Saturday I visited a bunch of art galleries in my neighbourhood (Chelsea). While some of what I saw wasn't exactly my cup of tea, there were some shows that I liked a lot.

 Selections from Erwin Olaf: Volume I & II” is a collection of striking oversized portraits by the noted Dutch photographer. The lush colours and vintage feel of the images can give the impression that one is looking at recreations of paintings. As for the subjects—a boy scout with an ice cream cone and his dog, an elderly man and woman in a hairdressers, a young blonde girl with her back facing the camera—they are all alone even when sharing the frame with another. My favourite was a group of black and white photos titled "Shenzhen," accompanied by a video installation in which a beautiful bobbed-haired woman sits at a table in a restaurant, waiting for her date. At first she seems to be patiently waiting but soon she begins to fiddle with the glass in front of her and to glance at her watch. Slowly her face shows the realisation that he’s not coming. It's mesmerizing to watch. “Waiting: Selections from Erwin Olaf” is at Hasted Kraeutler Art Gallery through February 28, 2015 (more info here).
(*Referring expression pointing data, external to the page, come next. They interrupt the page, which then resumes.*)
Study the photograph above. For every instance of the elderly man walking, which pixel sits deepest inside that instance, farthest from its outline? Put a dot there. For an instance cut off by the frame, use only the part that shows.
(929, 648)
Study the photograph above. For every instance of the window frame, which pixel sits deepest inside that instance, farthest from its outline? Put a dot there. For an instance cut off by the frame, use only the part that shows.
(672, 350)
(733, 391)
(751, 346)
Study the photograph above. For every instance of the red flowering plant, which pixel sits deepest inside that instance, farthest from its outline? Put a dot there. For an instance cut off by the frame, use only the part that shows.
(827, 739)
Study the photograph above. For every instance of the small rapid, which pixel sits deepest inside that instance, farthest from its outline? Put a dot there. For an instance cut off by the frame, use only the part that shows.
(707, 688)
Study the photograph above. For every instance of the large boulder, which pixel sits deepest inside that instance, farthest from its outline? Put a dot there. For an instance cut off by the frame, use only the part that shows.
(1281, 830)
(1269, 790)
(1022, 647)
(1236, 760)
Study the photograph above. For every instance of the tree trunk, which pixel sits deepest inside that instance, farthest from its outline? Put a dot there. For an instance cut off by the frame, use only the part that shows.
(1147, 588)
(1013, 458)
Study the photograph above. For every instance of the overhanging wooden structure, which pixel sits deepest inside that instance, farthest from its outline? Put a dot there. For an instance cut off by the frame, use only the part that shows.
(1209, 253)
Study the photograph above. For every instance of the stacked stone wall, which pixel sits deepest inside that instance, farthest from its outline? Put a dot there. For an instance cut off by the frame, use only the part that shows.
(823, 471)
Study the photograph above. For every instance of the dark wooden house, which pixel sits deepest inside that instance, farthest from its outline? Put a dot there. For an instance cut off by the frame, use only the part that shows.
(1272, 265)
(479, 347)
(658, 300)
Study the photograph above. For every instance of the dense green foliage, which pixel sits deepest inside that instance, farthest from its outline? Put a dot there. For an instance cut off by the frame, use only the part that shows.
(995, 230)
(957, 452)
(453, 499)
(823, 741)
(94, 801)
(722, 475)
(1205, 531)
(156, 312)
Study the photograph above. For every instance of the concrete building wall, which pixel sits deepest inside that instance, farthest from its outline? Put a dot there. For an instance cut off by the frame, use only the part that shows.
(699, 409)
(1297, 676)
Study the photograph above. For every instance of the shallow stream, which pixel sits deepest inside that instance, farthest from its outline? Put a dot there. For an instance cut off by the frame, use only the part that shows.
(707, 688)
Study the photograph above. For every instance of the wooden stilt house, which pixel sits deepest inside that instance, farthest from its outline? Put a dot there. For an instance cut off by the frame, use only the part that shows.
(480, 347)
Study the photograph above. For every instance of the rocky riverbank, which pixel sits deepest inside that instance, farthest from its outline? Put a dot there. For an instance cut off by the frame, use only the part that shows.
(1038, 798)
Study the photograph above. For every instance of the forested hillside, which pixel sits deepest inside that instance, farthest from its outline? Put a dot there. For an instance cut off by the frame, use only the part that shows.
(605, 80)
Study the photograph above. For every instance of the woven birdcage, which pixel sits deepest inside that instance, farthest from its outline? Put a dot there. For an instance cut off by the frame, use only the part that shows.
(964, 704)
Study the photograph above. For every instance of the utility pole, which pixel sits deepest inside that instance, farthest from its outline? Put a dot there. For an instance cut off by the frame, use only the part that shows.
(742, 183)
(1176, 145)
“Art is Long, Life is Short: Marsden Hartley and Charles Kuntz in Aix-en-Provence” combines some of my favourite things—the Lost Generation, Provence, and Cezanne. Hartley was already a well-known poet and artist while Kuntz was just starting out as a painter when their paths crossed in 1925. Kuntz convinced Hartley to join him and his wife in Aix-en-Provence, the hometown of Cezanne. There the two painted the same sites and landscapes that Cezanne had including the great man’s studio. It’s interesting to observe the artists’ paintings side-by-side, often of the same subject, and notice the differences in perspective and colour. I especially loved Hartley’s “Landscape #29, Vence” (1925) and Kuntz’s “Mount St. Victoire in Clouds,” their vibrant colours so indicative of the South of France and Cezanne's influence. Sadly, Kuntz was killed in a motorcycle accident in 1928; it’s believed he never exhibited during his lifetime. Now's the chance to see his work. “Art is Long, Life is Short” is at the Driscoll Babcock Galleries through March 7, 2015 (more info here).

"Las Meninas renacen de noche IV: Peering at the secret scene behind the artist" Yasumasa Morimura (2013)

“Yasumasa Morimura: Las Meninas Renacen de Noche (Las Meninas Reborn in the Night)” is Velázquez' famed painting “Las Meninas” re-imagined by the Japanese photographer. Morimura started by photographing the original painting along with the room where it resides at the Prado in Madrid. He then cast himself as each of the figures including the Infanta Margaret Theresa. In his version(s), the characters are allowed to move around within the painting and even to step out of the frame and into the museum. It's a bit disturbing at times (some of the images could be stills from a Tim Burton film) but still intriguing. As a bonus, there's a room in the gallery that includes a collection of black and white portraits of Morimura impersonating various movie stars including Marilyn Monroe, Ingrid Bergman, Liza Minnelli, and Audrey Hepburn in full Holly Golightly gear. “Yasumasa Morimura: Las Meninas” is at Luhring Augustine through January 24, 2015 (more info here).

I’m a John Waters fan so naturally I had to check out “John Waters: Beverly Hills John.” Needless to say, it was exactly what one would expect from Mr. Waters. Hilarious, at times over the top, and highly entertaining. Some of the objects on display include "Fellini's 8 1/2," an oversized wooden rule measuring just that; "Library Science," in which a series of old paperback covers are matched with reworked Adults Only versions; and "Bill's Stroller," a baby stroller complete with a spiked leather belt and cloth decorated with sex club logos. The best though is a video that features a table reading by a group of kids of Kiddie Flamingos, a children's version of Waters’ infamous Pink Flamingos complete with a miniature Divine. Enough said. “John Waters: Beverly Hills John” is at Marianne Boesky Gallery through February 14, 2015 (more info here).